Jeff Silverman, a senior client portfolio manager at Franklin Templeton, unpacks the strategy behind these Franklin Templeton’s suite of low-volatility, high-dividend ETFs and why they could be the right choice amid today’s challenges.
The case for low-volatility, high-dividend ETFs
“These products were designed to meet this exact moment where investors are looking to de-risk,” Silverman explains. “While you can’t eliminate market risk, you can reduce portfolio risk. Our ETFs focus on quality and income, ensuring a more defensive posture by selecting companies with strong fundamentals, sustainable growth, and reliable dividends. This unique combination allows investors to achieve a steady return and experience a smoother ride.”
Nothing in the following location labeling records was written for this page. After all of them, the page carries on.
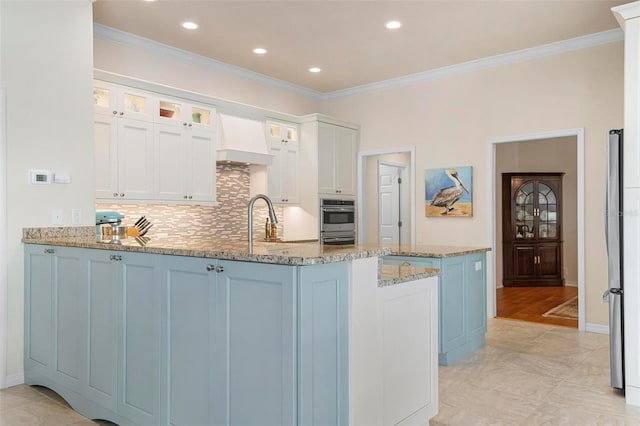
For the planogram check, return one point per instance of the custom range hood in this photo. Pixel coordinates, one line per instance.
(242, 140)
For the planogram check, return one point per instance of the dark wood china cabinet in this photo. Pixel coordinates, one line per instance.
(532, 229)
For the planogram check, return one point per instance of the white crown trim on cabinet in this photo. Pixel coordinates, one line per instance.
(591, 40)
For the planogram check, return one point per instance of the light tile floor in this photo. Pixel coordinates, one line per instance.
(527, 374)
(533, 374)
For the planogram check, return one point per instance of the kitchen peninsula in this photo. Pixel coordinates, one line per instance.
(184, 331)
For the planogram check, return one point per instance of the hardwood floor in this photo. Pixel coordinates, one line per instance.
(529, 303)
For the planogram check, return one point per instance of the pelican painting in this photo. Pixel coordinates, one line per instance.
(446, 193)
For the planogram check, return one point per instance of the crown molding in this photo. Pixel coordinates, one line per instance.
(604, 37)
(122, 37)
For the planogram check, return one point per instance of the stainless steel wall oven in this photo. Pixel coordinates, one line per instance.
(337, 221)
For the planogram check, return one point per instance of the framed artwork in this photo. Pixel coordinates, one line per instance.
(448, 192)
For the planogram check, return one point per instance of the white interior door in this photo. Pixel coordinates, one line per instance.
(392, 222)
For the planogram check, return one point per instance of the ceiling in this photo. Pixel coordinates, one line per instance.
(348, 39)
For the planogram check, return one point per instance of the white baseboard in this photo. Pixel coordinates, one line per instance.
(632, 395)
(14, 379)
(597, 328)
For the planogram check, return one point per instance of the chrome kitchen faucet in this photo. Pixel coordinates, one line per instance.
(272, 215)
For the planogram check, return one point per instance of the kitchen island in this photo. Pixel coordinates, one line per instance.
(186, 332)
(462, 294)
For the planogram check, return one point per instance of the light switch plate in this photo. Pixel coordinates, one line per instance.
(56, 216)
(76, 217)
(39, 177)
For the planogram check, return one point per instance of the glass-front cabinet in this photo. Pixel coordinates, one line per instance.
(532, 229)
(282, 140)
(122, 101)
(536, 211)
(180, 112)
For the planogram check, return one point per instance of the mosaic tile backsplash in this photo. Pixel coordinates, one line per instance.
(227, 220)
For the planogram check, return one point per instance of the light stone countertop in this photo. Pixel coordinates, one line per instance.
(397, 274)
(425, 250)
(291, 253)
(263, 252)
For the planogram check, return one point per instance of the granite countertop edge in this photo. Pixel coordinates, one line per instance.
(436, 251)
(402, 276)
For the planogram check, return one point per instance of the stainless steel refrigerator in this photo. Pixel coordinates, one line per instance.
(614, 223)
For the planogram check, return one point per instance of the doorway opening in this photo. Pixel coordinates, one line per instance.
(371, 210)
(4, 257)
(561, 150)
(393, 211)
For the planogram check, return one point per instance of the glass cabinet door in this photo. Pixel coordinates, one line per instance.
(169, 111)
(547, 212)
(120, 101)
(201, 116)
(525, 211)
(536, 211)
(178, 112)
(105, 98)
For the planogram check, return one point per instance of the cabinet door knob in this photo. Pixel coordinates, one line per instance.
(215, 268)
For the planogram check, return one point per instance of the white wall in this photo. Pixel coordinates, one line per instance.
(171, 69)
(46, 67)
(450, 120)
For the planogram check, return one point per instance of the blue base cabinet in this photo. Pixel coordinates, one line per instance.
(323, 385)
(143, 339)
(462, 302)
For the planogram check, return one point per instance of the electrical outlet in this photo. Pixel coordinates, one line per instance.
(76, 216)
(56, 216)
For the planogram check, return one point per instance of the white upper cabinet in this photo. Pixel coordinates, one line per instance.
(283, 143)
(143, 153)
(186, 165)
(122, 101)
(123, 158)
(183, 113)
(337, 151)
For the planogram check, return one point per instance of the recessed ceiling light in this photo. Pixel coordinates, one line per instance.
(189, 25)
(393, 25)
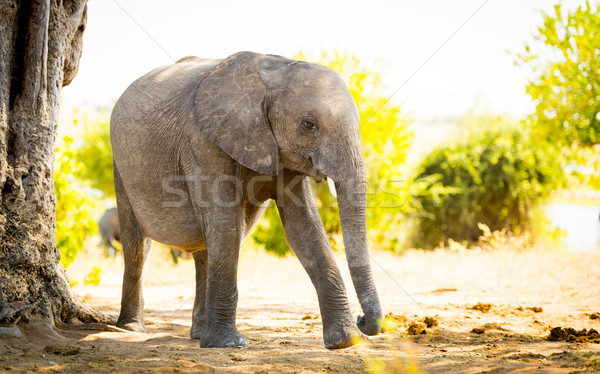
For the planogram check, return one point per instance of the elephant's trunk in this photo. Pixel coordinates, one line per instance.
(351, 187)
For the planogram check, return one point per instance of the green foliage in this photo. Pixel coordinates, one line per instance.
(496, 176)
(73, 204)
(269, 232)
(385, 140)
(93, 278)
(95, 155)
(566, 87)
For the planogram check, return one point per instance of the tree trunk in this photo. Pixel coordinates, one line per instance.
(40, 46)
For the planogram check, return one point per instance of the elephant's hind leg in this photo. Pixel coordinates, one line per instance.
(135, 252)
(199, 313)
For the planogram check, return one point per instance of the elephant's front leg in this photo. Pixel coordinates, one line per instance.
(199, 313)
(306, 235)
(223, 236)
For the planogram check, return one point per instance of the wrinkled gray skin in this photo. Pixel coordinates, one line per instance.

Where some strategies only focus on large-cap stocks or past dividend performance, Franklin Templeton’s suite considers earnings stability, profitability, historical price volatility, and various factors that combine to paint a comprehensive risk profile. In addition to diversification across market caps, this suite is competitively priced.
The ETF suite is crafted to provide flexibility in portfolio construction, whether as a core holding or a satellite addition. Silverman outlines a few potential use cases, “These solutions span Canada, the U.S., and international markets, so they’re strong enough to be core holdings on their own. Ideally, they’re combined for a highly diversified equity allocation. But they’re also versatile enough to act as a stabilizer within a portfolio.”
For instance, investors who may have enjoyed gains from recent tech stock rallies could now consider reallocating a portion into a more stable, dividend-driven strategy. Likewise, regional underweight positions can be balanced through Franklin Templeton’s Canadian, U.S., or international offerings, allowing advisors to tailor exposure based on client needs.